À plusieurs centaines de kilomètres au sud, des élèves, des professeurs et leurs proches, enlevés à la mi-février dans un pensionnat à Kagara, dans l’État du Niger, ont été libérés samedi et reçus par le gouverneur, Abubakar Sani Bello.

« En fait, ils n’étaient pas 42 otages comme nous le pensions, mais 38 », a expliqué à l’AFP Sani Idris, porte-parole du gouverneur de l’État du Niger, « tous sont sains et saufs, mais l’un d’eux a dû être hospitalisé, certains autres ont des blessures et sont encore traumatisés ».

M. Idris a assuré que les 38 otages, dont 24 enfants, pourraient regagner leurs foyers après des examens médicaux et psychologiques.

Les « bandits », comme les désignent les autorités, terrorisent les populations locales, mènent des kidnappings de masse contre rançon, pillent les villages et volent le bétail depuis plusieurs années, notamment dans le Nord-Ouest et le centre-Ouest du Nigeria.  

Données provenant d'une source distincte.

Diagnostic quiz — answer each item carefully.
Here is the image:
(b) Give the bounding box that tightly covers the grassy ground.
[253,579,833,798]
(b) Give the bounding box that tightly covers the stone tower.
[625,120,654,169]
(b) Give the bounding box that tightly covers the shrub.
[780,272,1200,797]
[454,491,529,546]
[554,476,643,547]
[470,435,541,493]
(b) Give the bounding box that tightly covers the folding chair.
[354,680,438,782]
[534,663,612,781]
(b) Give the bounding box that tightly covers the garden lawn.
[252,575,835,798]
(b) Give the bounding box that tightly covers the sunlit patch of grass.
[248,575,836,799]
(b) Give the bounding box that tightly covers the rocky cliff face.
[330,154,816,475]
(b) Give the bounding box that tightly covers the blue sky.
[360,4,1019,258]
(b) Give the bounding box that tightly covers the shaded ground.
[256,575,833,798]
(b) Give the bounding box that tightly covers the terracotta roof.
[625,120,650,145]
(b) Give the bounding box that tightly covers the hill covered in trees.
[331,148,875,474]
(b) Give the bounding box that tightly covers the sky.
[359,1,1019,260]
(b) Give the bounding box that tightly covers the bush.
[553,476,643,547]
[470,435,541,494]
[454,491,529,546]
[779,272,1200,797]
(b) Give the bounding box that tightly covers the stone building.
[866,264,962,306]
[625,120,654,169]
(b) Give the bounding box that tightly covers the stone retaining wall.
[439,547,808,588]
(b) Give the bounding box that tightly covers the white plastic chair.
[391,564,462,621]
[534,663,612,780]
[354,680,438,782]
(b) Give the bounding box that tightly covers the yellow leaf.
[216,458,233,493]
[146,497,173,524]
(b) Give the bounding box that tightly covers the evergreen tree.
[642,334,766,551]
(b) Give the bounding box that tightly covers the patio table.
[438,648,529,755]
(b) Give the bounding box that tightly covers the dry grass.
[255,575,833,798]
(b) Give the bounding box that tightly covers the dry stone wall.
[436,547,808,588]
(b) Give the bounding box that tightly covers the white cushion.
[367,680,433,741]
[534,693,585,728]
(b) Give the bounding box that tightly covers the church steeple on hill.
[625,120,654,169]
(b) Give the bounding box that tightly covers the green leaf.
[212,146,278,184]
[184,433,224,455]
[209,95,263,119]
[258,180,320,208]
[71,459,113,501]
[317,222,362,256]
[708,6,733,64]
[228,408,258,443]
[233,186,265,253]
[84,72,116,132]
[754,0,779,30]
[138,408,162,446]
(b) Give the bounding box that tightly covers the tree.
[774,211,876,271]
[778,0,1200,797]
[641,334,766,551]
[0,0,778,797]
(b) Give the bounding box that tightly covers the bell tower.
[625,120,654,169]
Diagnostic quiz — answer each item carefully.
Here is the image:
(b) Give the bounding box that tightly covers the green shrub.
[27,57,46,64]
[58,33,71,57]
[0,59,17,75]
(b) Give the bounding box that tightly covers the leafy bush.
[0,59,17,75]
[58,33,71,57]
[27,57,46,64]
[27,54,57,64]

Mais dernièrement, ces bandes criminelles multiplient également les enlèvements d’élèves dans des écoles.

« Chantage »

Début décembre, 344 jeunes garçons avaient été enlevés dans un pensionnat de Kankara, dans l’État voisin de Katsina, avant d’être relâchés une semaine plus tard, après des négociations.

Les autorités nient payer une quelconque rançon aux ravisseurs, mais cela fait pourtant peu de doute pour les experts en sécurité qui craignent que cela ne mène à une multiplication des enlèvements dans ces régions minées par l’extrême pauvreté et peu ou pas du tout sécurisées.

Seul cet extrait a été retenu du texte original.